Just a Day in My Life

Lawn Circle Mystery: Solved?

Today Jennifer had the brilliant idea of looking up our new home in Google Maps and getting a satellite view of it.  The image it showed was pretty interesting:

Mystery Solved?

The yellow arrow points to what appears to be a small swimming pool in our back yard, in just about the exact location as the mysterious lawn circle which I’ve described elsewhere in my blog.

Perhaps this is the true explanation, but there are still unsolved mysteries.  Why is it a ring, for example, and not an entire circle of flattened, dead grass?  This makes me think that Google Maps, perhaps in cahoots with the US government, is hiding something decidedly sinister.  Why else alter the satellite images?  I’m still thinking extraterrestrials, or perhaps fairies.

In other news, we went to the Sacramento Archives yesterday and did a little research into the history of our house.  There wasn’t much, but the archives had tax ledgers for our section of the town (which was annexed by the city of Sacramento in 1911, apparently) for several years; based on the sudden upsurge in property value and skyrocketing property taxes (from $2.76 in 1912 to $18.25 in 1913!), we are pretty sure our house was built in 1913.

The archives also had a number of city directories from 1929 through 1960; in these books, which used to be quite common (until privacy laws became popular), you could look up an address to get the names of the people who lived there, and then find out what they did for a living (assuming they filled out a card and sent it in to the publisher).  From these books we discovered that the builder of our house was Robert Lincoln Motz, who seems to have worked for the Southern Pacific Railroad, which used to run just north of where we live now (until Highway 50 replaced it).  He seems to have lived with his two daughters, one of whom had the delightful name "Orpha Norine Wallace" (we have decided that if we get a pair of female cats in the future, one will be named "Orpha" and one will be named "Norine" in this poor woman’s honor).  Orpha and Etta (the other daughter) both worked as stenographers for the same railroad.  It appears that Mr.

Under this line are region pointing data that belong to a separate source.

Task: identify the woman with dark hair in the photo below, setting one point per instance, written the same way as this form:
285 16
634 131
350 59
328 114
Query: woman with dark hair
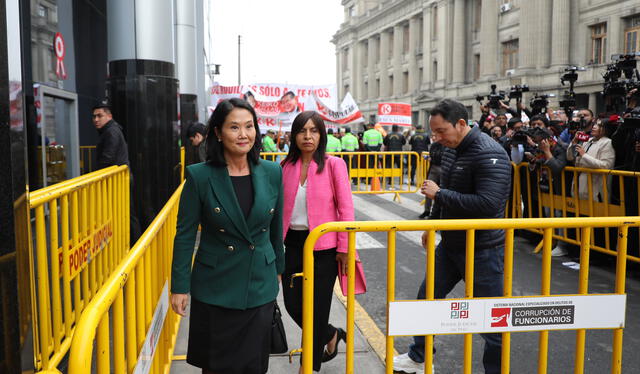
316 190
236 198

Motz sold his home at some point in the 1920’s and moved to Spokane, WA, where he died in 1931; the probate documents showed that he left behind a number of shares in various companies, as well as a rocker.

We were also able to track down some limited record of various building permits related to our house.  The small building in the back yard, which we’ve been calling a carriage house, was apparently built in 1920 as a "chicken house".  Jennifer argues that it’s much too big to be a chicken house; I argue that they were stately chickens who deserved a chicken manor, and that this explains the presence of chicken wire in the inner casings of the boarded up windows.

We will continue to investigate our house’s past, and go to the county’s records clerk and do a reverse title lookup to see exactly who owned the house when and hopefully get more detailed records of building permits related to the house.

And so far, nothing we’ve found suggests anything having to do with aliens, government cover ups, or fairies.  I remain hopeful, though.  The truth is out there.